Gegen 21 Uhr spitzte sich die Situation zu. Die Polizei, nun mit 300 Beamten vor Ort, fuhr einen Wasserwerfer und ein Räumfahrzeug auf. Kurz darauf begann sie, die seit Jahren verriegelte Tür mit einem Trennschleifer zu bearbeiten. Die Unterstützer der Hausbesetzer kommentierten dies mit Buhrufen, einige warfen Flaschen. Dann stürmte ein Polizeitrupp das Gebäude.

Im ersten Stock warteten die Besetzer auf die Polizei. "Wie saßen im Kreis, sangen Lieder und blieben ruhig. Dann hörten wir die Polizei die Treppe heraufstürmen. Die Beamten waren noch sehr durch den Einsatz vor dem Haus aufgebracht", berichtet Samir. "Dass wir uns nicht wehrten, schien sie zu überraschen und zu beruhigen." Die Polizei verrammelte das Haus, die 19 Besetzer wurden festgenommen. Nach Auskunft Samirs waren sie am Mittwochmorgen wieder auf freiem Fuß.

150 Unterstützer sammelten sich gegen 23 Uhr zu einer Spontandemo am Heinrichplatz. In der Nacht wurden laut Innensenator Ehrhart Körting (SPD) 14 Autos durch Brandanschläge beschädigt und mehrere Mülleimer in Prenzlauer Berg, Mitte, Friedrichshain und Kreuzberg angezündet. Die Polizei nahm in der Nacht zehn Personen fest.

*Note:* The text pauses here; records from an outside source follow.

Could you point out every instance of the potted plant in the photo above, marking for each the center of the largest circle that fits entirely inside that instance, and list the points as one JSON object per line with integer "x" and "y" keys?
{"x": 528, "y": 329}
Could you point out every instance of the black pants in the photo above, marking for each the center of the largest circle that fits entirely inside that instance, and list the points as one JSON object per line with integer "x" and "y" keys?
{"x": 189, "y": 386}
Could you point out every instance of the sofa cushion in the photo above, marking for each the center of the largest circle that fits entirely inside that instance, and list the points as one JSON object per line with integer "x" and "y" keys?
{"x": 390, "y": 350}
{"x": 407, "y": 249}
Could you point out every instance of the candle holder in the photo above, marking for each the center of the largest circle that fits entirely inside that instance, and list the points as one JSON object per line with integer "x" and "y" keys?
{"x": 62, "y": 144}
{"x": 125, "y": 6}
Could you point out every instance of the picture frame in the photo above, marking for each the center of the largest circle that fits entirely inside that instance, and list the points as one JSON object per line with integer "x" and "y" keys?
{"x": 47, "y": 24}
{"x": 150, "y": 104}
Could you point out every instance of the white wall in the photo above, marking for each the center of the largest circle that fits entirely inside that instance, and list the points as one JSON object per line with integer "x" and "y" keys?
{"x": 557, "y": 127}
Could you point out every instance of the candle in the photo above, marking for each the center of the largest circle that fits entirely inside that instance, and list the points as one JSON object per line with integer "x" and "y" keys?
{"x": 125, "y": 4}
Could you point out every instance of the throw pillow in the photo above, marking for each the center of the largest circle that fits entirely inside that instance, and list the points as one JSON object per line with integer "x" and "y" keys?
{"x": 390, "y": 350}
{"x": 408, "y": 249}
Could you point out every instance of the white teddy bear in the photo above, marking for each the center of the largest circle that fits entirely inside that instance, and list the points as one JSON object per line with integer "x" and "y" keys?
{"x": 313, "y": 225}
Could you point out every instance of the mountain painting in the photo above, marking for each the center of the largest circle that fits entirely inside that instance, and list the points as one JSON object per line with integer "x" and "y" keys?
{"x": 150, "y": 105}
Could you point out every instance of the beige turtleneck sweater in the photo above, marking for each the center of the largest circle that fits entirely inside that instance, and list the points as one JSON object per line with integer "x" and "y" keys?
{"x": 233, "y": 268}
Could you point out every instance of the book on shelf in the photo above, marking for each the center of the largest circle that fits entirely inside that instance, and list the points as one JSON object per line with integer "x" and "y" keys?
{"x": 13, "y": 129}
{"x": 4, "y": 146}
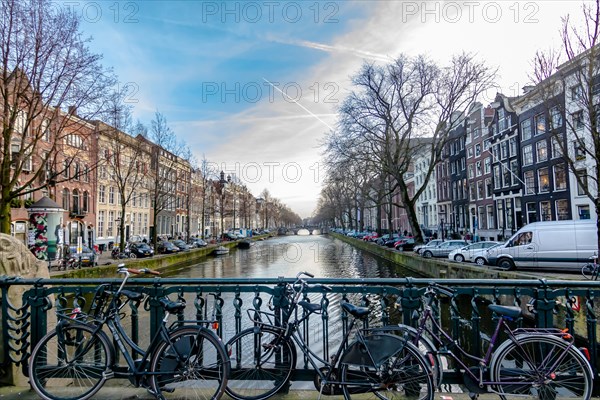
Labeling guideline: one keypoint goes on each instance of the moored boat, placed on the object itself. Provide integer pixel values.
(221, 250)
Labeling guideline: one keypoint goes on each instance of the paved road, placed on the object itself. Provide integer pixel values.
(120, 393)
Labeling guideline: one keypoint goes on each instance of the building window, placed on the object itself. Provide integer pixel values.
(545, 211)
(543, 180)
(514, 167)
(562, 209)
(86, 202)
(577, 118)
(490, 217)
(101, 194)
(488, 188)
(100, 232)
(507, 181)
(576, 93)
(531, 213)
(497, 177)
(76, 201)
(526, 129)
(500, 213)
(527, 155)
(111, 222)
(541, 149)
(529, 182)
(540, 124)
(582, 187)
(579, 148)
(66, 199)
(560, 177)
(556, 147)
(556, 117)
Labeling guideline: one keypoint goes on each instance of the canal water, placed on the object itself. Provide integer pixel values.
(285, 256)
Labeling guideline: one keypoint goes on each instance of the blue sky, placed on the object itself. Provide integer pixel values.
(254, 85)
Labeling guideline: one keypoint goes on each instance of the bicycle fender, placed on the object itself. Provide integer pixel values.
(374, 350)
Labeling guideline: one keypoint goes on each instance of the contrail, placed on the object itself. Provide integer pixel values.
(300, 105)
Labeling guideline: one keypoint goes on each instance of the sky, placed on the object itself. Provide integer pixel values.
(253, 87)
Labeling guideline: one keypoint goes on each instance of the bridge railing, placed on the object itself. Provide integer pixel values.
(569, 304)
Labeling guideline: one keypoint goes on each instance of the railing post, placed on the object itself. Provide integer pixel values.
(410, 302)
(544, 305)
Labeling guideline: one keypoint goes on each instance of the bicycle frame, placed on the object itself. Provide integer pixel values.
(445, 341)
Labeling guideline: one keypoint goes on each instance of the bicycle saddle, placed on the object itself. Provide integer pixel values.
(357, 312)
(311, 307)
(172, 306)
(509, 311)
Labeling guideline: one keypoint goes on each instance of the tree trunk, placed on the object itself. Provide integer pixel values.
(5, 214)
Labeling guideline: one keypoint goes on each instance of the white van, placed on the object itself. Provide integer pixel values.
(548, 245)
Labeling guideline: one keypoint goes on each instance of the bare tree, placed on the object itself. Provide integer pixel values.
(47, 68)
(406, 108)
(567, 81)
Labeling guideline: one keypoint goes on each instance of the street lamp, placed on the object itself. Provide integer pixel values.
(221, 186)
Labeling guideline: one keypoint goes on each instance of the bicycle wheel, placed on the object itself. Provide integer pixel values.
(69, 363)
(403, 374)
(541, 367)
(425, 346)
(589, 271)
(259, 366)
(193, 364)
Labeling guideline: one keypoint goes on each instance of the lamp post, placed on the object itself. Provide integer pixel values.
(221, 184)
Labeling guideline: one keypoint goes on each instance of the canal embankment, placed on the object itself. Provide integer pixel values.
(433, 267)
(157, 263)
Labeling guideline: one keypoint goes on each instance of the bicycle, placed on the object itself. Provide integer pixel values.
(531, 362)
(75, 360)
(264, 357)
(591, 270)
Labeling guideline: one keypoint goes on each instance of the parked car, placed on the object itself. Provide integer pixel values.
(475, 252)
(405, 244)
(197, 243)
(432, 243)
(560, 245)
(140, 250)
(443, 249)
(371, 237)
(88, 257)
(166, 247)
(391, 240)
(181, 244)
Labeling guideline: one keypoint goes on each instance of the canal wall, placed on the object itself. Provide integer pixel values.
(157, 263)
(430, 267)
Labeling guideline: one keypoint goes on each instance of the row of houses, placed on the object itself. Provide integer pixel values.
(102, 177)
(513, 162)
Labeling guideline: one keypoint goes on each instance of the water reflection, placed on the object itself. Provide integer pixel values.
(322, 256)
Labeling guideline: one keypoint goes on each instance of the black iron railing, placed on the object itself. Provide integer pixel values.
(569, 304)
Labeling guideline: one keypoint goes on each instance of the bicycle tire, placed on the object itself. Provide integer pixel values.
(589, 271)
(533, 357)
(259, 370)
(424, 344)
(193, 363)
(404, 374)
(69, 363)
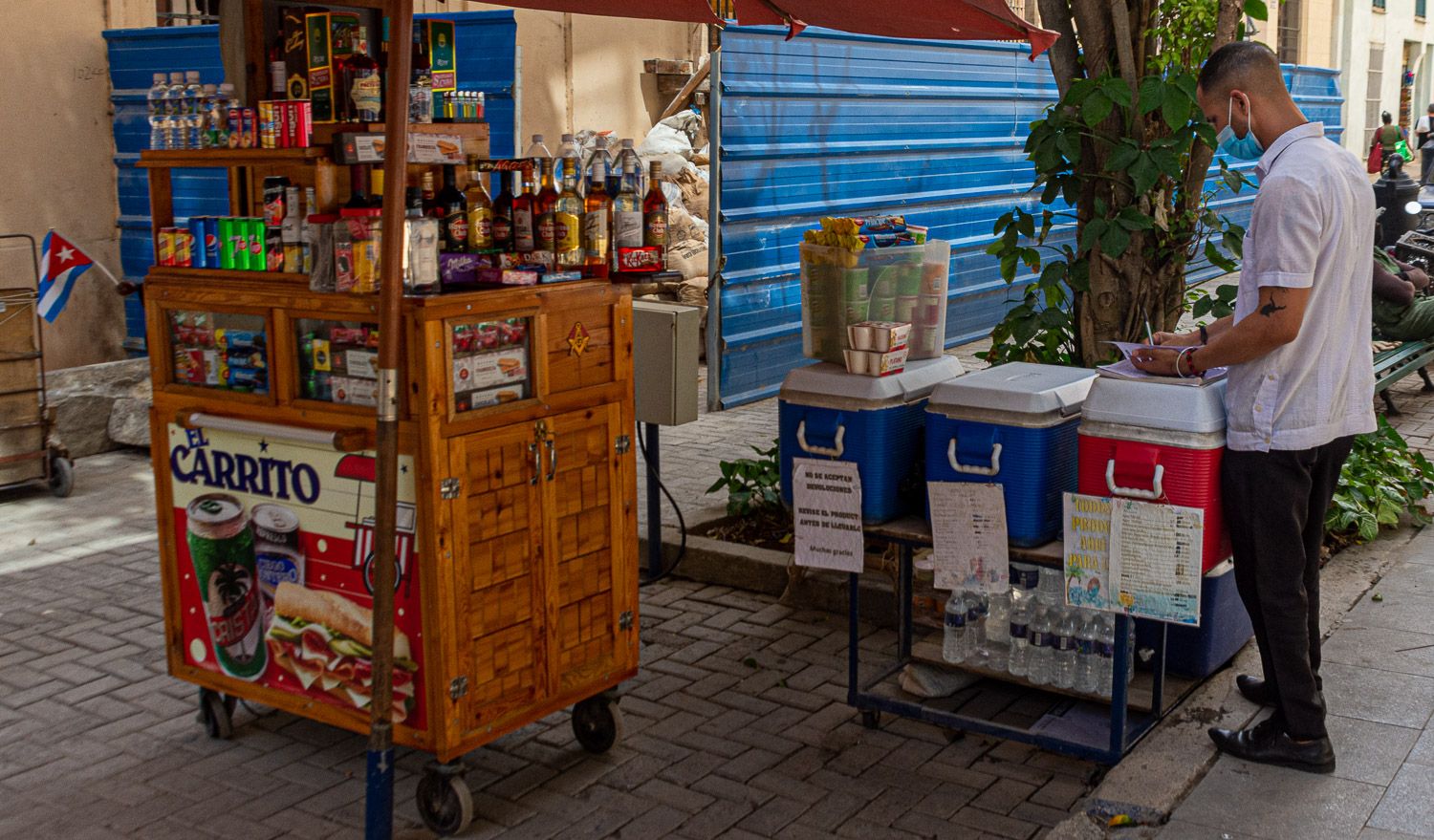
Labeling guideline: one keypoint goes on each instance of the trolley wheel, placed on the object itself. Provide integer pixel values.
(62, 476)
(597, 722)
(217, 714)
(445, 803)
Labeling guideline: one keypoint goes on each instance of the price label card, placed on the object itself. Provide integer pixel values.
(828, 516)
(968, 536)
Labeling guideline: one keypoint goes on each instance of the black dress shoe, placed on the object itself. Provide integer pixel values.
(1253, 690)
(1268, 744)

Die Hausbesetzer zeigen am folgenden Morgen Verständnis für die Brandstiftungen: "Es ist eine durchaus legitime Reaktion auf einen so harten Polizeieinsatz", sagt David auf der Pressekonferenz. "Die Polizei hat voll auf Eskalation gesetzt", schimpft Alex und erzählt von Fausthieben. Die Verantwortung für die nächtlichen Brände weist man aber von sich: "Was in unserem Umfeld passiert ist, darauf hatten wir keinen Einfluss", sagt Martina.

Der Innensenator verurteilt die Brandstiftungen scharf. Er gehe davon aus, dass es sich "um Rache für die Räumung des Hauses" handelt, so Körting am Mittwoch. "Die Brandanschläge waren offensichtlich vorbereitet." Teile der linken Szene seien nicht nur gewaltbereit, sondern sogar gewaltsuchend, so Körting.

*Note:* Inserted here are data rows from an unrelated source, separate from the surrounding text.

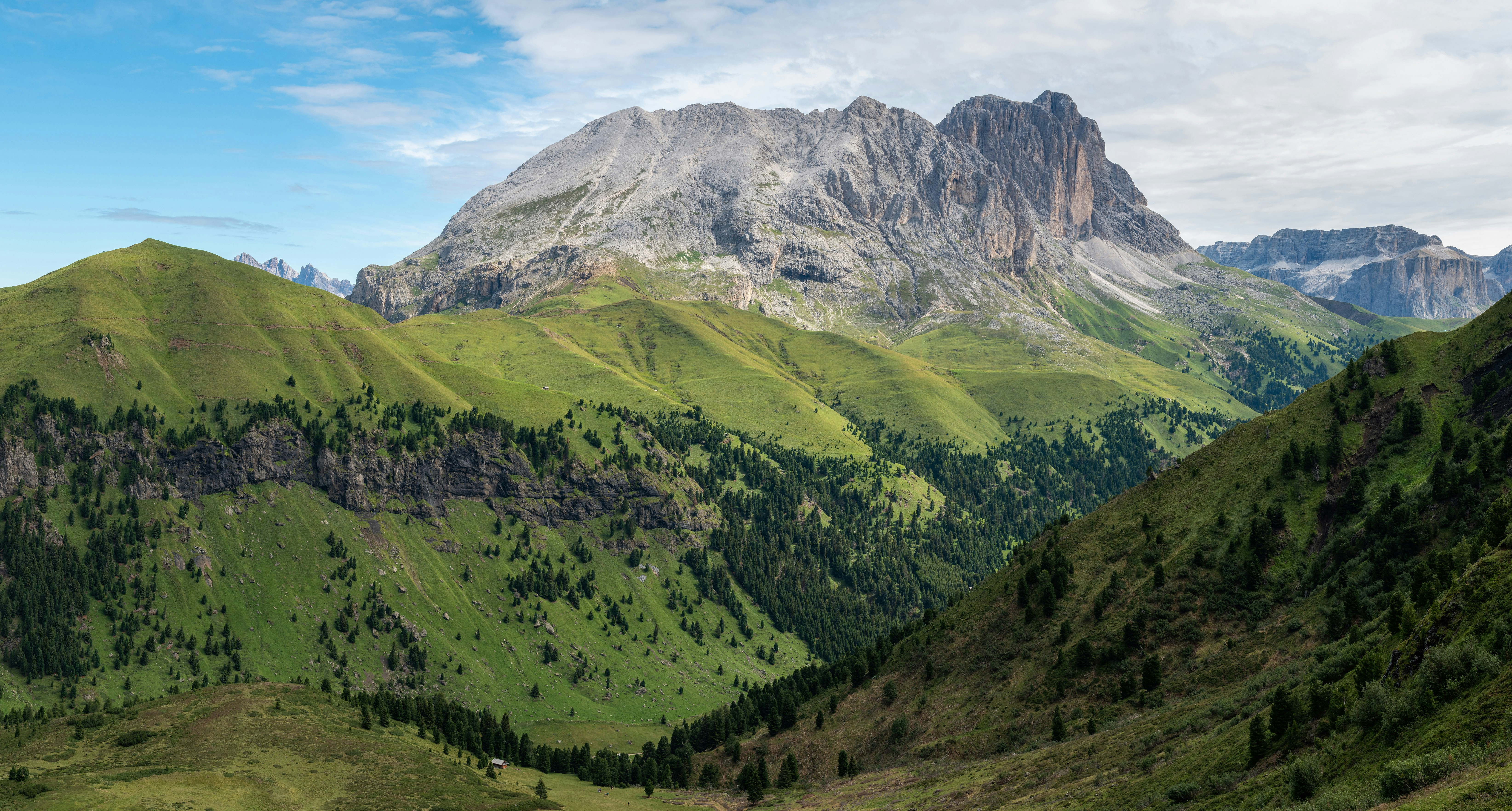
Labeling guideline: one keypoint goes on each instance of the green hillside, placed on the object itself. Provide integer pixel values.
(1310, 612)
(258, 480)
(271, 747)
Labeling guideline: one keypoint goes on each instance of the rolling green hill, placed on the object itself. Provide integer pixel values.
(256, 480)
(1340, 564)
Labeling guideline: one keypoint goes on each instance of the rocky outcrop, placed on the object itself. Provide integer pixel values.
(1392, 267)
(1499, 267)
(308, 276)
(477, 467)
(17, 465)
(311, 278)
(1431, 282)
(870, 214)
(1317, 262)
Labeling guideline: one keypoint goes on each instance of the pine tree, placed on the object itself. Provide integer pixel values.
(1151, 677)
(1281, 712)
(1259, 747)
(788, 774)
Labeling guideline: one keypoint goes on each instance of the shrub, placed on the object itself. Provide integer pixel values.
(1183, 792)
(1222, 783)
(1404, 777)
(1448, 669)
(1372, 706)
(134, 737)
(1304, 777)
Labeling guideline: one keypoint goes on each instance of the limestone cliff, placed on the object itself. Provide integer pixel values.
(856, 220)
(1389, 270)
(1432, 282)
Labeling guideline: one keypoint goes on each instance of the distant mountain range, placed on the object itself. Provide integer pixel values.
(1389, 270)
(308, 276)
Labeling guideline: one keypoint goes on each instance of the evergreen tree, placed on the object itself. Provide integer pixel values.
(1151, 676)
(1259, 747)
(788, 774)
(1281, 712)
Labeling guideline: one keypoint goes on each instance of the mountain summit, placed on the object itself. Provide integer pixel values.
(1389, 270)
(309, 276)
(859, 220)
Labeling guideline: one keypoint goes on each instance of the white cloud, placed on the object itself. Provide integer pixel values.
(453, 60)
(1234, 119)
(353, 105)
(141, 216)
(227, 79)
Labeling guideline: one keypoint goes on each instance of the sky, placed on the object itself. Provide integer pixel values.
(347, 134)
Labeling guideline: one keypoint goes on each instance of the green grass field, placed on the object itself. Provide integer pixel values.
(273, 747)
(980, 733)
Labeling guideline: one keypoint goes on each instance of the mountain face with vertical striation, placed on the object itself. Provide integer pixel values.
(862, 220)
(308, 276)
(1389, 270)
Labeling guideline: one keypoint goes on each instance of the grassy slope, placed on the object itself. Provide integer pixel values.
(991, 694)
(276, 572)
(271, 747)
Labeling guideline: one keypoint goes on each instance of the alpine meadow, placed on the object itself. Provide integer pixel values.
(749, 457)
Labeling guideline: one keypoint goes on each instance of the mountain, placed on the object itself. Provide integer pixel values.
(1499, 267)
(1431, 282)
(450, 521)
(858, 220)
(1389, 270)
(1307, 613)
(308, 276)
(1000, 244)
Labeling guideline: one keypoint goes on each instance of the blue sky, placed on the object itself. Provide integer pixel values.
(345, 134)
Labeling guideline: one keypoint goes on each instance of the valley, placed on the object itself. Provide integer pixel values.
(991, 506)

Die Hausbesetzer vom Michaelkirchplatz sind sich unterdessen sicher: "Dies wird nicht das letzte Gebäude sein, dass besetzt wird", sagt David. Man hoffe, eine Bewegung in Gang zu setzen. Ihre Gruppe sei lose organisiert und besteht nach eigenen Angaben aus Leuten, die sich "auch in autonomen Kontexten engagieren". Durch die Besetzung wolle sie ein Zeichen setzen gegen die ihrer Meinung nach zunehmende Gentrifizierung Berlins. "Die Stadt soll denen gehören, die hier leben, arbeiten und feiern. Und nicht Konzernen mit ihren Geschäftsinteressen", so David.

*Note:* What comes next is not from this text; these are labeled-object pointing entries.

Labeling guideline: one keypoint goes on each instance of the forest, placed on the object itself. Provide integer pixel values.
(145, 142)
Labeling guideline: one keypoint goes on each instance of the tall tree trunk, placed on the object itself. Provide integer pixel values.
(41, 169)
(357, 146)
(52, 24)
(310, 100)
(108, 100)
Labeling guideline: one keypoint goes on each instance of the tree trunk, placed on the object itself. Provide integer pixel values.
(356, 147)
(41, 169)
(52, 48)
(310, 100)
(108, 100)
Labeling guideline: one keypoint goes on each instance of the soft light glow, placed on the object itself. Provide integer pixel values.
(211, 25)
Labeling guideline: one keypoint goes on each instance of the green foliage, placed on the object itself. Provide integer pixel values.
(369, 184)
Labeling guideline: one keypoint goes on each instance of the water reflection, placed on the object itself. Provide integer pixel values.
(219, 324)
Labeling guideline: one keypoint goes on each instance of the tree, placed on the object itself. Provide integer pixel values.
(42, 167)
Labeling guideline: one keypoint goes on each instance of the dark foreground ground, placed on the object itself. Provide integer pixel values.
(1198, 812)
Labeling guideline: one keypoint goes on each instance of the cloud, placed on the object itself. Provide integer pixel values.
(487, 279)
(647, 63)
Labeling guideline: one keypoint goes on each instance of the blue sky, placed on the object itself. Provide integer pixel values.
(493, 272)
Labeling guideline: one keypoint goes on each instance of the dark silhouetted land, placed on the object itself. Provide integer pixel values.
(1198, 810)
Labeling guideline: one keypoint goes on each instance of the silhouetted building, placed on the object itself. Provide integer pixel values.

Sein Ärger gilt derzeit konkret der Gewerkschaft Ver.di. Sie hat als Eigentümerin das Haus am Michaelkirchplatz zehn Jahre leer stehen lassen. Was die Hausbesetzer vor allem zur Weißglut treibt: In der aktuellen Ausgabe ihrer Publikation Publik veröffentlicht Ver.di eine wohlwollende Reportage über Pariser Hausbesetzer und ihren Kampf gegen Immobilienspekulanten.

An Ver.di prallt die Kritik ab. "Wir haben das Haus vor kurzem verkauft", sagt Sprecher Günter Isemeyer. Den langen Leerstand begründete er mit der bewussten Auswahl eines Käufers, was eben seine Zeit brauche.